Várias pessoas do mercado dizem que, passados os percalços da implantação, o eSocial vai realmente trazer mais eficiência e promover uma competição mais justa. Mas elas também alertam que o volume de dados, a frequência das transmissões e a necessidade de gerenciar essa comunicação com o governo vão impor custos e desafios tecnológicos às empresas e aos escritórios de contabilidade. Além disso, a maior transparência das informações vai facilitar a fiscalização pela Receita e outros órgãos, possivelmente aumentando as chances de as empresas serem autuadas em caso de erros.
A Receita Federal, através de sua assessoria de imprensa, afirma que o sistema “terá como efeito diminuir o risco de autuação por meio de regras de validação e uma comunicação de maior qualidade”.
Ainda assim, a ADP e a Paychex afirmam que podem tirar um peso das costas do contador ao compartilhar com ele a responsabilidade pela comunicação com o eSocial e automatizar a entrada dos dados trabalhistas em sistemas on-line. A ideia, diz Oliveira, da Paychex, é evitar os erros decorrentes das transferências, hoje comuns, de informações entre empresas e contadores via e-mail, telefone e documentos.

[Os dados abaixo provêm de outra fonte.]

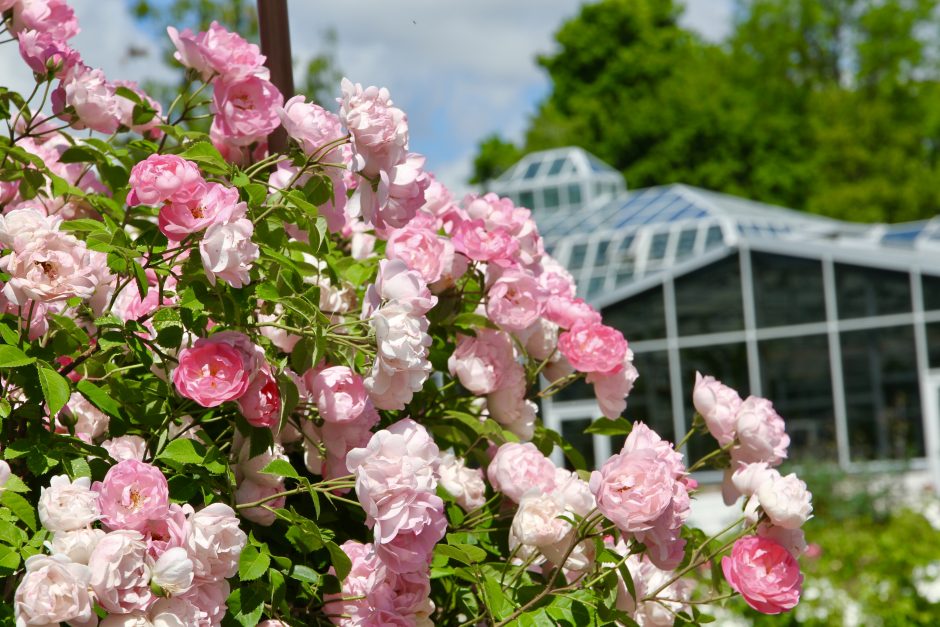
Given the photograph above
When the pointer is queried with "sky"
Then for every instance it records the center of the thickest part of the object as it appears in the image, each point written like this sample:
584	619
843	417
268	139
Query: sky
459	70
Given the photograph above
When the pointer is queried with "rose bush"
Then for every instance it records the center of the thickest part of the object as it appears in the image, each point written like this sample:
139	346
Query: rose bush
301	387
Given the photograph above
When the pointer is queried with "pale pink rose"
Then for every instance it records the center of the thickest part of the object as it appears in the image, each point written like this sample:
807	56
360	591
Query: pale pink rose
261	402
92	98
173	571
761	433
77	545
410	549
218	52
379	130
245	110
45	54
120	575
718	404
464	484
126	447
51	267
217	204
339	394
786	501
131	494
165	178
67	505
249	492
593	348
765	573
396	283
611	390
52	591
480	362
473	239
566	312
211	373
422	250
516	468
215	542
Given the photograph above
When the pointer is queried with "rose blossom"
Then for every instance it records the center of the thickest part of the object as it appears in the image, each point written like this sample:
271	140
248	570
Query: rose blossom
120	575
215	541
516	468
66	505
217	204
131	494
593	347
211	373
718	404
54	590
165	178
765	573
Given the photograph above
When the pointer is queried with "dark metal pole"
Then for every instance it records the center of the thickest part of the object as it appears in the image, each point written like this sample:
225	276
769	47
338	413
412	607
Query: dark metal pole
275	45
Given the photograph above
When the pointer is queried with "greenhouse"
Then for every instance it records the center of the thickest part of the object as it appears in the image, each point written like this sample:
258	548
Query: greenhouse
838	323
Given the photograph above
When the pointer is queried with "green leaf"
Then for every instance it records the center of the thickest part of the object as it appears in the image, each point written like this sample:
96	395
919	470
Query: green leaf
183	451
253	563
55	388
280	468
12	357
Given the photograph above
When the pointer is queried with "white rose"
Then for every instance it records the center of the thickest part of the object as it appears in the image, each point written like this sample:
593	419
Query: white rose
786	501
76	545
227	252
464	484
215	541
67	505
173	571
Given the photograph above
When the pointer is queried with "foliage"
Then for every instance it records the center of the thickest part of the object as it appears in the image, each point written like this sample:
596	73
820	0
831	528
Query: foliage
828	107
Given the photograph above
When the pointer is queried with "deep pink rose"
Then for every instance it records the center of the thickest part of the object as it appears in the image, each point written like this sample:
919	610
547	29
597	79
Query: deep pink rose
132	494
517	468
211	373
765	573
246	110
593	347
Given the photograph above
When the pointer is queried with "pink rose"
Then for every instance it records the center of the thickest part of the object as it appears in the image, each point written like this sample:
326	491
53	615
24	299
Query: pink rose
517	468
765	573
761	433
120	575
592	347
219	52
479	362
217	204
718	404
340	394
131	494
246	110
515	300
165	178
211	373
54	590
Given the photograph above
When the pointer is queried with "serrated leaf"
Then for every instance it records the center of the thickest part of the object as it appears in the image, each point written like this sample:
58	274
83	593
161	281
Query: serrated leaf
55	388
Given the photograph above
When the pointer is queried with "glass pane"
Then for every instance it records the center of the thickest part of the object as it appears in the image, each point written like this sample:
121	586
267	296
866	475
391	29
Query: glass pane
803	395
574	194
640	317
709	299
725	362
550	194
573	431
882	394
931	288
864	292
787	290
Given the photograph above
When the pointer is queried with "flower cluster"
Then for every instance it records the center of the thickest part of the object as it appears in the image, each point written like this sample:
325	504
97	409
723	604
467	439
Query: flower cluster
150	558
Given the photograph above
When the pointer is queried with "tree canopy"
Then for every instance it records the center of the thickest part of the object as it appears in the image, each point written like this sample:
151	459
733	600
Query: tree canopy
827	106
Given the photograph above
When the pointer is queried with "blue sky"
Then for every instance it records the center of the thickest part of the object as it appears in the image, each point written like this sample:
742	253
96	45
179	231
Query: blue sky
460	70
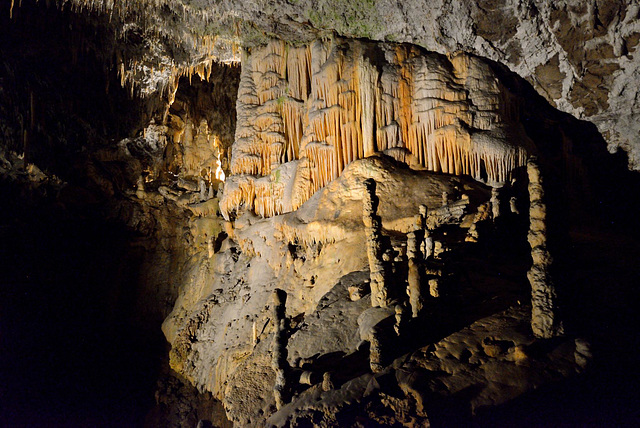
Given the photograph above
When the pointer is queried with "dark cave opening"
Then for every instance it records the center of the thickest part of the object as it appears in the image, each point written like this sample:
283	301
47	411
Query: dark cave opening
73	350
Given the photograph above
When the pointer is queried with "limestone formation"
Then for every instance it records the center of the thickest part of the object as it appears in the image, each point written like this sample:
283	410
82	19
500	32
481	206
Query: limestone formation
434	287
513	205
375	250
324	105
279	362
203	190
495	203
445	199
399	326
545	320
414	279
376	351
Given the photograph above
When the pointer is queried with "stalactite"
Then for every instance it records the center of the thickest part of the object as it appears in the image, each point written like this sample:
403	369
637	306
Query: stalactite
330	103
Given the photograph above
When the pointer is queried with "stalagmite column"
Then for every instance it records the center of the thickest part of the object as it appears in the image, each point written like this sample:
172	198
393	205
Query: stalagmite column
203	190
375	352
373	231
545	322
429	244
495	203
513	205
140	188
399	326
414	291
279	348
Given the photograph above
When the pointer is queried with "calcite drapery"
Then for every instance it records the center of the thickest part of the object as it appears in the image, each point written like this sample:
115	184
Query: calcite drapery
329	103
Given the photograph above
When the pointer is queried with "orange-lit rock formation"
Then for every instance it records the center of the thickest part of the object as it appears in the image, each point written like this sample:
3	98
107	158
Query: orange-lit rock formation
327	104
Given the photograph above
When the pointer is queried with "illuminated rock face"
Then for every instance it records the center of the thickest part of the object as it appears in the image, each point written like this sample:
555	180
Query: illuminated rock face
327	104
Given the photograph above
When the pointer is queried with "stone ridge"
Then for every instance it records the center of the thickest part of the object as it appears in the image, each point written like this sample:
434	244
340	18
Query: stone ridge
326	104
579	55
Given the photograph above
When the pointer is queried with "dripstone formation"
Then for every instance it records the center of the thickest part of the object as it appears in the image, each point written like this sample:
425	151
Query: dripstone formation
319	213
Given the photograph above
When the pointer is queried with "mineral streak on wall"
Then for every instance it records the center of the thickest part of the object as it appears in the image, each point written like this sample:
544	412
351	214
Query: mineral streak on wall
329	103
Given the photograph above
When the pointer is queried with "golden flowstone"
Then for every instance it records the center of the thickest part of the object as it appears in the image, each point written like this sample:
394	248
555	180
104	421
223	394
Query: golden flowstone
332	102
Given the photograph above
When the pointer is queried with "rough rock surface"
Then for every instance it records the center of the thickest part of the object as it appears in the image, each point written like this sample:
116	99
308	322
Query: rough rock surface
580	56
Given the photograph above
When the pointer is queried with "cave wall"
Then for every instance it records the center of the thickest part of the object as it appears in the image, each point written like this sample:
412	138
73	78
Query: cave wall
580	56
326	104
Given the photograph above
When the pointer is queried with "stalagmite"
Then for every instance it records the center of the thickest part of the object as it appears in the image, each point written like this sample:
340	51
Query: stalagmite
376	352
429	245
414	280
495	203
545	321
329	103
399	326
210	246
375	250
140	193
279	362
203	190
434	287
327	382
513	205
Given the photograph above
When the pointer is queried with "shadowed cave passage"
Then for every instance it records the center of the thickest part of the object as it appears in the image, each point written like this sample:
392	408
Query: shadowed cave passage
69	352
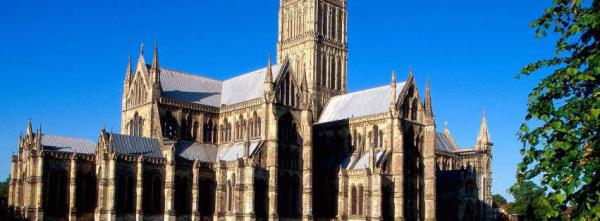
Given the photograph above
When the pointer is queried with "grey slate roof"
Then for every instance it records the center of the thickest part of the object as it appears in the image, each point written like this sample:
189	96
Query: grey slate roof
444	143
234	151
359	103
363	161
196	89
190	88
246	86
133	145
196	151
68	144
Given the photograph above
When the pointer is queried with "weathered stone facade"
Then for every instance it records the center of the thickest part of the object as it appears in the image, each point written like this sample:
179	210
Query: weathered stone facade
283	142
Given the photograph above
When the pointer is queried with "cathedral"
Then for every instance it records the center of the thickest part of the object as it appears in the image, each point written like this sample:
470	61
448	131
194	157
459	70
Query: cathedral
284	142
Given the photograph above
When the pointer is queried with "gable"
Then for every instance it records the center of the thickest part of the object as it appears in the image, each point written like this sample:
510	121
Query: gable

A Paychex afirma que tem a meta de conquistar 5% do mercado de empresas com até 99 empregados, o que geraria uma receita anual estimada por ela em US$ 375 milhões. A empresa começou a operar na grande São Paulo em outubro e em junho pretende entrar na região de Belo Horizonte. No fim de abril, ela já tinha fechado contrato com 15 escritórios de contabilidade com um total de 1.675 clientes, diz Oliveira.
Profissionais do setor dizem que a terceirização da folha poderá se tornar uma boa opção para escritórios de contabilidade menos estruturados ou aqueles que prestam o serviço só como uma condição para fazer também a contabilidade do cliente. É o caso do PVS Contábil, um pequeno escritório de São Paulo que atende, na maioria, profissionais autônomos. Ele vem desde outubro usando os serviços da Paychex para processar a folha do próprio escritório e dos seus poucos clientes que têm funcionários.
“Sou um contador que não gosta de folha. Tem muitos por aí,” diz o proprietário, Paulo Vicente da Silva.
Ele diz estar satisfeito com a tarifa mensal de R$ 23 que a Paychex cobra por funcionário. Muitos escritórios, por sua vez, cobram das empresas uma tarifa pelo pacote inteiro de contabilidade, tributo e pessoal e têm empregados dedicados a cada uma dessas áreas.
Uma pesquisa do Sescon de São Paulo realizada em 2012 com 402 firmas contábeis do Estado mostrou que elas tinham uma média de onze empregados e processavam os holerites de, em média, 494 funcionários dos clientes. Cerca de 45% tinham mais de um empregado designado à área de pessoal, que inclui a folha de pagamento.
Ao apostar suas fichas no segmento de PMEs, as prestadoras de serviço têm em mente o que aconteceu nos Estados Unidos, onde, no passado, os escritórios de contabilidade também costumavam cuidar da folha de pagamento das empresas, mas foram gradualmente substituídos pela ADP Inc., a Paychex e outros provedores especializados.
“Originalmente, pequenas firmas de contabilidade forneciam serviços de folha de pagamento, mas, à medida que a tecnologia evoluiu, as firmas não tiveram as economias de escala para oferecer preços baixos”, diz James Medlock, diretor de educação e treinamento da Associação Americana de Folha de Pagamento (APA).
De fato, antes de fundar, em 1949, a empresa que se tornaria a ADP, Henry Taub trabalhou para um pequeno escritório contábil, onde observou as dificuldades que os clientes tinham com a folha. Hoje, a ADP afirma processar o pagamento de um em cada seis assalariados americanos. Já a Paychex fechou maio de 2013 com 570.000 clientes nos EUA.